Le contestazioni non sono cessate dopo l’inaugurazione del monumento inclinato. Artisti e attivisti hanno continuato a intervenire sul luogo, mentre nuovi episodi di antisemitismo hanno mostrato quanto il tema sia tutt’altro che confinato al passato.

La statua è stata nuovamente imbrattata di rosso, trasformandosi ancora una volta nel centro di un conflitto visivo e politico. Il colore, evocazione immediata del sangue e della vergogna, si è sovrapposto alla superficie appena restaurata, quasi a respingere il tentativo di normalizzazione.

Lo spazio pubblico si è così rivelato per ciò che è: non una cornice immobile, ma un campo nel quale gruppi diversi competono per stabilire che cosa una comunità debba onorare e che cosa, invece, debba sottoporre a giudizio.

Dalla statua a un luogo di conoscenza

Tra le proposte avanzate vi è quella di rimuovere la figura di Lueger, cambiare il nome della piazza e destinare l’area a un’esposizione permanente sulla storia dell’antisemitismo viennese.

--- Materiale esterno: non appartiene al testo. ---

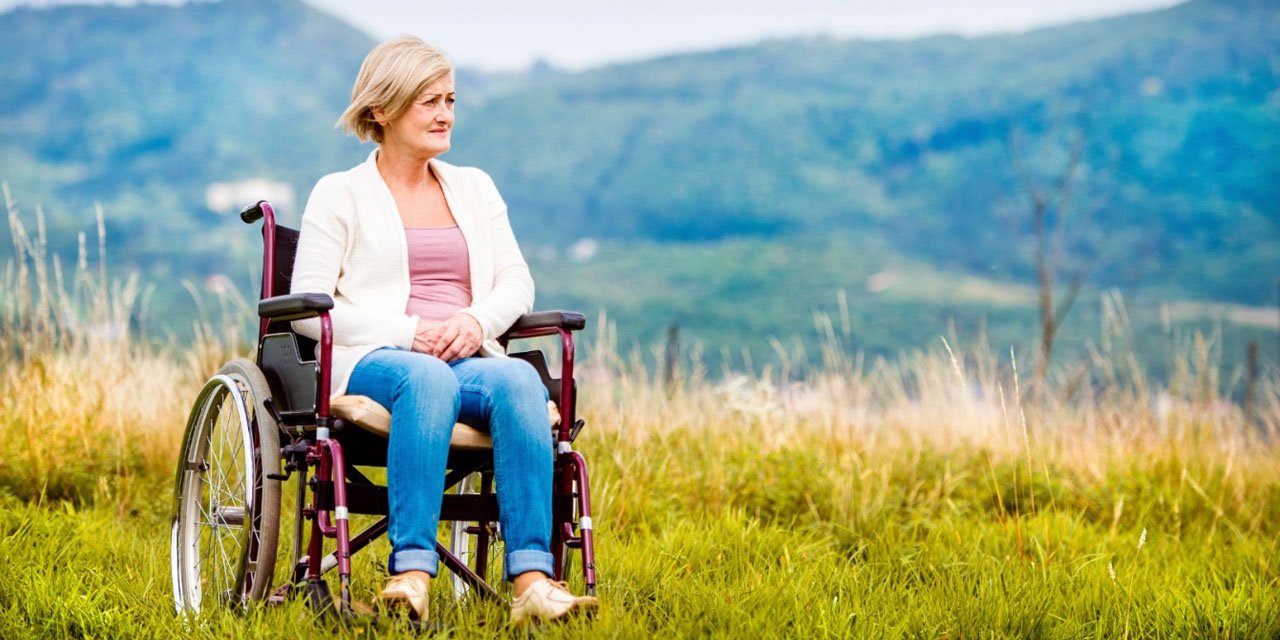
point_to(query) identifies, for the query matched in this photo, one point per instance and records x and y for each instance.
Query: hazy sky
(577, 33)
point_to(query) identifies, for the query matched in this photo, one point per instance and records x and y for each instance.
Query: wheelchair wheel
(224, 533)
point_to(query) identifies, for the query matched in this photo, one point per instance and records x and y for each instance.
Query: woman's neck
(400, 169)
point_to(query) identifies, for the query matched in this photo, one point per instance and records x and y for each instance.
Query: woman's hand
(426, 336)
(455, 338)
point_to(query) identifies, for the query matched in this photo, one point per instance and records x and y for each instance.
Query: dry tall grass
(827, 493)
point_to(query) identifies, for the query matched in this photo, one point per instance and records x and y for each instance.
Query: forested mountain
(1178, 113)
(862, 154)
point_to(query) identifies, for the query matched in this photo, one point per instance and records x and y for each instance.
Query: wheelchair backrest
(287, 359)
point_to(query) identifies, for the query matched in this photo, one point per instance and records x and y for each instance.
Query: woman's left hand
(457, 337)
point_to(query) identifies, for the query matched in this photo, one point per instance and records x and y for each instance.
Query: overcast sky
(502, 35)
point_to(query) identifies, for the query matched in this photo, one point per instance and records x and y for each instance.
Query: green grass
(917, 498)
(720, 528)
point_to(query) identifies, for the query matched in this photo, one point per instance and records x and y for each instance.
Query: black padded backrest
(287, 359)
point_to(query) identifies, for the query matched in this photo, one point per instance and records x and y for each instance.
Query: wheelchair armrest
(540, 323)
(295, 306)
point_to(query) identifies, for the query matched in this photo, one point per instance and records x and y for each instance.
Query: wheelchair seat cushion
(374, 417)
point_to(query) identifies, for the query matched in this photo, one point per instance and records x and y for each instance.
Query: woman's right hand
(424, 338)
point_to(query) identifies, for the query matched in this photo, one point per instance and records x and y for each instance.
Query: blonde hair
(391, 78)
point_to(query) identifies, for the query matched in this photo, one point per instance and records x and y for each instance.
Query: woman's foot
(545, 600)
(407, 590)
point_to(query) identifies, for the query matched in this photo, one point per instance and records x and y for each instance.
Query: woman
(425, 274)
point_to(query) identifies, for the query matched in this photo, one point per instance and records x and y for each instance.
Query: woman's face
(425, 127)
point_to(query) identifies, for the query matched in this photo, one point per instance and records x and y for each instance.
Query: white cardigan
(352, 247)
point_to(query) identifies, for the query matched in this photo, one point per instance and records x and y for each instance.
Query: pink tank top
(439, 273)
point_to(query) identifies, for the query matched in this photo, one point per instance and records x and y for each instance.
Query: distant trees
(1061, 255)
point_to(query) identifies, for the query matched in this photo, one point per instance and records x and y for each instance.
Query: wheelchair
(257, 423)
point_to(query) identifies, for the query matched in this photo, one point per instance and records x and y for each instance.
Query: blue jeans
(426, 397)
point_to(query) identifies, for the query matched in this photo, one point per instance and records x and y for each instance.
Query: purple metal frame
(327, 456)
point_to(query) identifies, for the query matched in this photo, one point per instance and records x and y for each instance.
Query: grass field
(919, 498)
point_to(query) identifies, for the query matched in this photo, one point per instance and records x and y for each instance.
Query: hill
(734, 192)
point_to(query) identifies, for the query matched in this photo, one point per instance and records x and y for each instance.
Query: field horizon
(868, 498)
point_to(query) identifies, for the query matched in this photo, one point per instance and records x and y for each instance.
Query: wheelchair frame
(224, 535)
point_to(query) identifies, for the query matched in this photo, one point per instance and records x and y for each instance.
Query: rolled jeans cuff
(414, 560)
(525, 561)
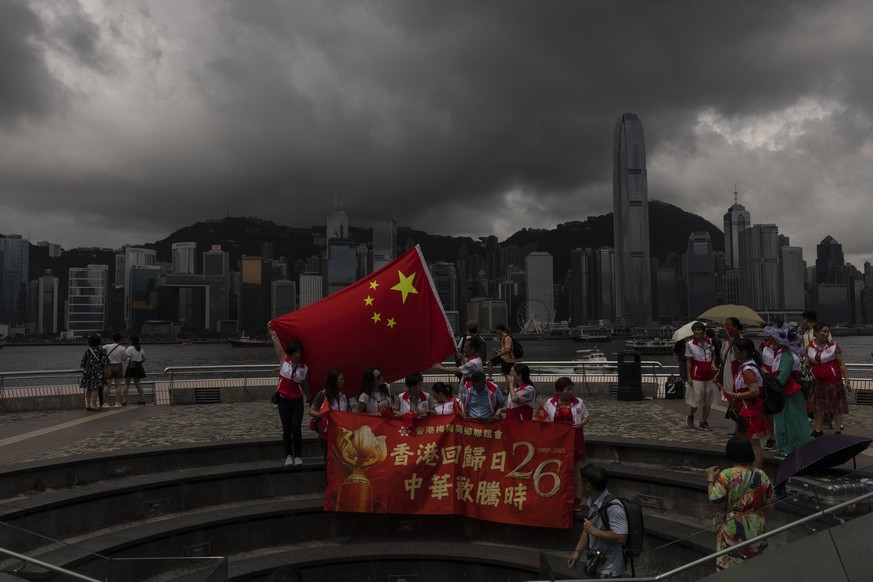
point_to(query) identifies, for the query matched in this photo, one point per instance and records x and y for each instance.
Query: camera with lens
(595, 559)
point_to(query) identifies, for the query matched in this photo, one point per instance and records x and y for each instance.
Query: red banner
(517, 472)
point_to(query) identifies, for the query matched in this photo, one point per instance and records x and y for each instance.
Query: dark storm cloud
(455, 117)
(26, 86)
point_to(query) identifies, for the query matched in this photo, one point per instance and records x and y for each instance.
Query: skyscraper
(701, 273)
(14, 257)
(384, 242)
(630, 200)
(184, 258)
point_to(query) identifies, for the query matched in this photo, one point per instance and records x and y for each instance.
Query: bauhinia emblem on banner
(358, 450)
(511, 472)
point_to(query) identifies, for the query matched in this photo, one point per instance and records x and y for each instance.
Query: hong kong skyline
(122, 122)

È stata suggerita anche una nuova intitolazione a Friedl Dicker-Brandeis, artista e designer ebrea nata a Vienna, deportata e assassinata ad Auschwitz. Una simile scelta non cancellerebbe Lueger dai libri di storia, ma cambierebbe il soggetto al quale la città decide di offrire prestigio e visibilità.

La piazza potrebbe diventare un luogo dedicato non soltanto al periodo nazista, ma anche alle radici sociali e politiche dell’odio antiebraico nella Vienna precedente. In questo modo, il piedistallo vuoto non sarebbe il segno di una rimozione, bensì l’inizio di una narrazione più ampia.

Non si tratterebbe di sottrarre memoria alla città, ma di restituirle complessità.

Il peso delle scelte simboliche

La vicenda del monumento a Karl Lueger pone una questione destinata a ripresentarsi in molte città europee. Chi merita di essere innalzato su un piedistallo? Quale distanza separa la comprensione storica dall’omaggio pubblico? E fino a che punto un’aggiunta contemporanea può modificare il messaggio di un’opera nata per celebrare?

Vienna ha scelto di inclinare la statua. Ma una correzione geometrica, per quanto raffinata, non coincide necessariamente con una revisione morale.

Il problema non è stabilire se Lueger debba essere ricordato. Deve esserlo, perché la sua storia aiuta a comprendere la genealogia dell’antisemitismo politico europeo. Il punto è decidere in quale forma debba sopravvivere quella memoria.

Una democrazia non si misura soltanto da ciò che conserva, ma anche dal coraggio con cui riesamina gli onori ereditati dal passato.